Perimenopausa → falência ovariana progressiva → ciclos anovulatórios → deficiência de progesterona → irregularidade menstrual.
Na transição para a menopausa, a diminuição da reserva de folículos ovarianos leva a ciclos frequentemente anovulatórios. Sem a ovulação, não há formação de corpo lúteo e, consequentemente, não há produção de progesterona, o que causa a irregularidade menstrual característica desta fase.

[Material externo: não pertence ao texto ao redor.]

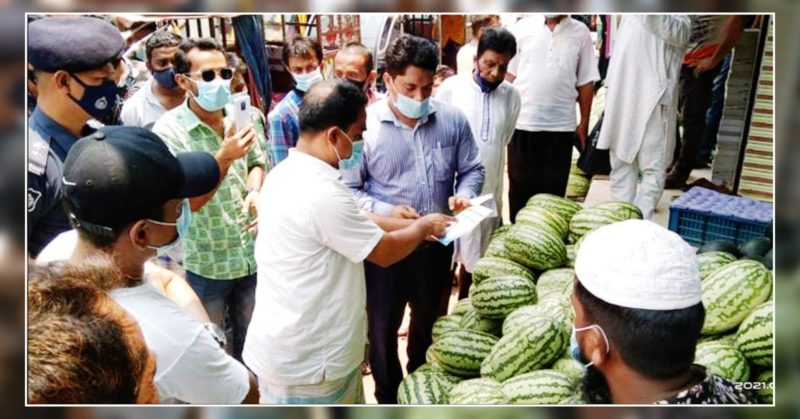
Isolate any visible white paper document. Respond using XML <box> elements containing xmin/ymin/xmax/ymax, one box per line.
<box><xmin>436</xmin><ymin>194</ymin><xmax>497</xmax><ymax>246</ymax></box>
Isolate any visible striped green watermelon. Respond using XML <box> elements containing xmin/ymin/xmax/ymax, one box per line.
<box><xmin>567</xmin><ymin>174</ymin><xmax>591</xmax><ymax>198</ymax></box>
<box><xmin>501</xmin><ymin>370</ymin><xmax>576</xmax><ymax>404</ymax></box>
<box><xmin>447</xmin><ymin>378</ymin><xmax>508</xmax><ymax>404</ymax></box>
<box><xmin>702</xmin><ymin>260</ymin><xmax>772</xmax><ymax>335</ymax></box>
<box><xmin>736</xmin><ymin>301</ymin><xmax>775</xmax><ymax>367</ymax></box>
<box><xmin>504</xmin><ymin>224</ymin><xmax>567</xmax><ymax>270</ymax></box>
<box><xmin>470</xmin><ymin>276</ymin><xmax>536</xmax><ymax>319</ymax></box>
<box><xmin>592</xmin><ymin>201</ymin><xmax>642</xmax><ymax>220</ymax></box>
<box><xmin>755</xmin><ymin>370</ymin><xmax>774</xmax><ymax>404</ymax></box>
<box><xmin>431</xmin><ymin>314</ymin><xmax>461</xmax><ymax>340</ymax></box>
<box><xmin>397</xmin><ymin>370</ymin><xmax>455</xmax><ymax>404</ymax></box>
<box><xmin>481</xmin><ymin>317</ymin><xmax>569</xmax><ymax>382</ymax></box>
<box><xmin>697</xmin><ymin>252</ymin><xmax>736</xmax><ymax>280</ymax></box>
<box><xmin>569</xmin><ymin>208</ymin><xmax>624</xmax><ymax>239</ymax></box>
<box><xmin>472</xmin><ymin>257</ymin><xmax>536</xmax><ymax>284</ymax></box>
<box><xmin>516</xmin><ymin>206</ymin><xmax>569</xmax><ymax>240</ymax></box>
<box><xmin>525</xmin><ymin>193</ymin><xmax>582</xmax><ymax>222</ymax></box>
<box><xmin>431</xmin><ymin>329</ymin><xmax>497</xmax><ymax>377</ymax></box>
<box><xmin>536</xmin><ymin>268</ymin><xmax>575</xmax><ymax>299</ymax></box>
<box><xmin>694</xmin><ymin>341</ymin><xmax>750</xmax><ymax>383</ymax></box>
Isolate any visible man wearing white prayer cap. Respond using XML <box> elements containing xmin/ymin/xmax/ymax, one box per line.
<box><xmin>571</xmin><ymin>220</ymin><xmax>754</xmax><ymax>404</ymax></box>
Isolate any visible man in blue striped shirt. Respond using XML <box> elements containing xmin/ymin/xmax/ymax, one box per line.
<box><xmin>343</xmin><ymin>35</ymin><xmax>484</xmax><ymax>403</ymax></box>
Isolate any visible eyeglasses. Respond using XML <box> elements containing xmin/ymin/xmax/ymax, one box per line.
<box><xmin>186</xmin><ymin>68</ymin><xmax>233</xmax><ymax>81</ymax></box>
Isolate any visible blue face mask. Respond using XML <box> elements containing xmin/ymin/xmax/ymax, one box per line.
<box><xmin>147</xmin><ymin>199</ymin><xmax>192</xmax><ymax>256</ymax></box>
<box><xmin>152</xmin><ymin>67</ymin><xmax>178</xmax><ymax>90</ymax></box>
<box><xmin>392</xmin><ymin>77</ymin><xmax>431</xmax><ymax>119</ymax></box>
<box><xmin>189</xmin><ymin>77</ymin><xmax>231</xmax><ymax>112</ymax></box>
<box><xmin>569</xmin><ymin>324</ymin><xmax>609</xmax><ymax>368</ymax></box>
<box><xmin>331</xmin><ymin>131</ymin><xmax>364</xmax><ymax>170</ymax></box>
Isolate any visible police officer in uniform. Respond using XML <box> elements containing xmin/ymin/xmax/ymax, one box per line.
<box><xmin>27</xmin><ymin>17</ymin><xmax>125</xmax><ymax>257</ymax></box>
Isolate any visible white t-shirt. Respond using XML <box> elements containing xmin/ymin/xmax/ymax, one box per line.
<box><xmin>508</xmin><ymin>16</ymin><xmax>600</xmax><ymax>132</ymax></box>
<box><xmin>36</xmin><ymin>230</ymin><xmax>250</xmax><ymax>404</ymax></box>
<box><xmin>243</xmin><ymin>149</ymin><xmax>383</xmax><ymax>385</ymax></box>
<box><xmin>119</xmin><ymin>77</ymin><xmax>167</xmax><ymax>129</ymax></box>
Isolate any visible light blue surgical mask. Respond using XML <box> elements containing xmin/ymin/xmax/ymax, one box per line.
<box><xmin>292</xmin><ymin>68</ymin><xmax>322</xmax><ymax>92</ymax></box>
<box><xmin>331</xmin><ymin>130</ymin><xmax>364</xmax><ymax>170</ymax></box>
<box><xmin>569</xmin><ymin>324</ymin><xmax>610</xmax><ymax>369</ymax></box>
<box><xmin>392</xmin><ymin>81</ymin><xmax>431</xmax><ymax>119</ymax></box>
<box><xmin>189</xmin><ymin>77</ymin><xmax>231</xmax><ymax>112</ymax></box>
<box><xmin>147</xmin><ymin>199</ymin><xmax>192</xmax><ymax>256</ymax></box>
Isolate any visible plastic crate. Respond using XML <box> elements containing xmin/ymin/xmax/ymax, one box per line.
<box><xmin>669</xmin><ymin>186</ymin><xmax>772</xmax><ymax>246</ymax></box>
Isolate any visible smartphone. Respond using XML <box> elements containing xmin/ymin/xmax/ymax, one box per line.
<box><xmin>233</xmin><ymin>95</ymin><xmax>251</xmax><ymax>132</ymax></box>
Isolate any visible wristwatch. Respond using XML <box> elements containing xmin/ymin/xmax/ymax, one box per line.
<box><xmin>203</xmin><ymin>322</ymin><xmax>227</xmax><ymax>349</ymax></box>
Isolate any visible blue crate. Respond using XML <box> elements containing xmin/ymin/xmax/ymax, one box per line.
<box><xmin>669</xmin><ymin>186</ymin><xmax>772</xmax><ymax>246</ymax></box>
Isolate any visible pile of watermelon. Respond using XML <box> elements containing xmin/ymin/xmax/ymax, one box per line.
<box><xmin>398</xmin><ymin>194</ymin><xmax>773</xmax><ymax>404</ymax></box>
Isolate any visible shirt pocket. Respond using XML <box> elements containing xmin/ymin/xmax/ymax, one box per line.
<box><xmin>433</xmin><ymin>145</ymin><xmax>456</xmax><ymax>181</ymax></box>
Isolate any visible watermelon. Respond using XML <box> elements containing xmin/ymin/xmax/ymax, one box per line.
<box><xmin>755</xmin><ymin>370</ymin><xmax>775</xmax><ymax>404</ymax></box>
<box><xmin>431</xmin><ymin>329</ymin><xmax>497</xmax><ymax>377</ymax></box>
<box><xmin>697</xmin><ymin>252</ymin><xmax>736</xmax><ymax>280</ymax></box>
<box><xmin>504</xmin><ymin>224</ymin><xmax>567</xmax><ymax>270</ymax></box>
<box><xmin>736</xmin><ymin>301</ymin><xmax>775</xmax><ymax>367</ymax></box>
<box><xmin>697</xmin><ymin>240</ymin><xmax>742</xmax><ymax>259</ymax></box>
<box><xmin>592</xmin><ymin>201</ymin><xmax>642</xmax><ymax>220</ymax></box>
<box><xmin>397</xmin><ymin>370</ymin><xmax>455</xmax><ymax>404</ymax></box>
<box><xmin>447</xmin><ymin>378</ymin><xmax>508</xmax><ymax>404</ymax></box>
<box><xmin>525</xmin><ymin>193</ymin><xmax>582</xmax><ymax>222</ymax></box>
<box><xmin>470</xmin><ymin>276</ymin><xmax>536</xmax><ymax>319</ymax></box>
<box><xmin>472</xmin><ymin>257</ymin><xmax>536</xmax><ymax>284</ymax></box>
<box><xmin>694</xmin><ymin>341</ymin><xmax>750</xmax><ymax>383</ymax></box>
<box><xmin>501</xmin><ymin>370</ymin><xmax>576</xmax><ymax>404</ymax></box>
<box><xmin>480</xmin><ymin>317</ymin><xmax>569</xmax><ymax>382</ymax></box>
<box><xmin>431</xmin><ymin>314</ymin><xmax>461</xmax><ymax>340</ymax></box>
<box><xmin>569</xmin><ymin>208</ymin><xmax>624</xmax><ymax>239</ymax></box>
<box><xmin>702</xmin><ymin>260</ymin><xmax>772</xmax><ymax>334</ymax></box>
<box><xmin>516</xmin><ymin>206</ymin><xmax>569</xmax><ymax>240</ymax></box>
<box><xmin>739</xmin><ymin>237</ymin><xmax>772</xmax><ymax>260</ymax></box>
<box><xmin>536</xmin><ymin>268</ymin><xmax>575</xmax><ymax>299</ymax></box>
<box><xmin>567</xmin><ymin>174</ymin><xmax>591</xmax><ymax>198</ymax></box>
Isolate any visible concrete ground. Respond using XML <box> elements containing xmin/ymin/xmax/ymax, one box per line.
<box><xmin>364</xmin><ymin>160</ymin><xmax>711</xmax><ymax>404</ymax></box>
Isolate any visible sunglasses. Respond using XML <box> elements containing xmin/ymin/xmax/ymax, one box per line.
<box><xmin>186</xmin><ymin>68</ymin><xmax>233</xmax><ymax>81</ymax></box>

O climatério é o período de transição da fase reprodutiva para a não reprodutiva na vida da mulher, marcado por alterações endócrinas, biológicas e clínicas. Ele se inicia por volta dos 40 anos e se estende até a pós-menopausa. A perimenopausa, ou transição menopausal, é a fase que antecede a última menstruação e é caracterizada por uma intensa flutuação hormonal. Fisiologicamente, o processo começa com a diminuição da reserva de folículos ovarianos. Isso leva a uma menor produção de inibina B, resultando em um aumento compensatório do FSH pela hipófise. Apesar do FSH elevado, os ciclos tornam-se irregulares e frequentemente anovulatórios. A ausência de ovulação impede a formação do corpo lúteo, que é a principal fonte de progesterona na segunda fase do ciclo. A consequente deficiência de progesterona, com níveis de estrogênio ainda relativamente preservados (embora flutuantes), leva ao sangramento uterino irregular. Com a progressão da falência ovariana, a produção de estrogênio também cai de forma acentuada, levando aos sintomas vasomotores (fogachos), atrofia urogenital e aumentando o risco de osteoporose a longo prazo. Portanto, ao longo dos anos, espera-se uma queda progressiva e acentuada dos hormônios ovarianos (progesterona e estrogênio) e uma elevação marcante das gonadotrofinas (FSH e LH).
Os sintomas mais comuns são irregularidade menstrual (ciclos mais longos ou mais curtos), sintomas vasomotores (fogachos e suores noturnos), alterações de humor (irritabilidade, ansiedade), insônia e sintomas urogenitais como secura vaginal.
Com o esgotamento dos folículos ovarianos, a produção de estrogênio e inibina diminui. A hipófise, sentindo essa baixa nos hormônios ovarianos, aumenta a produção de FSH e LH na tentativa de estimular os ovários, resultando em níveis elevados desses hormônios.
A menopausa é um diagnóstico clínico e retrospectivo, definido como 12 meses consecutivos de amenorreia (ausência de menstruação) sem outra causa patológica. A dosagem hormonal não é necessária para o diagnóstico na faixa etária esperada (em torno dos 51 anos).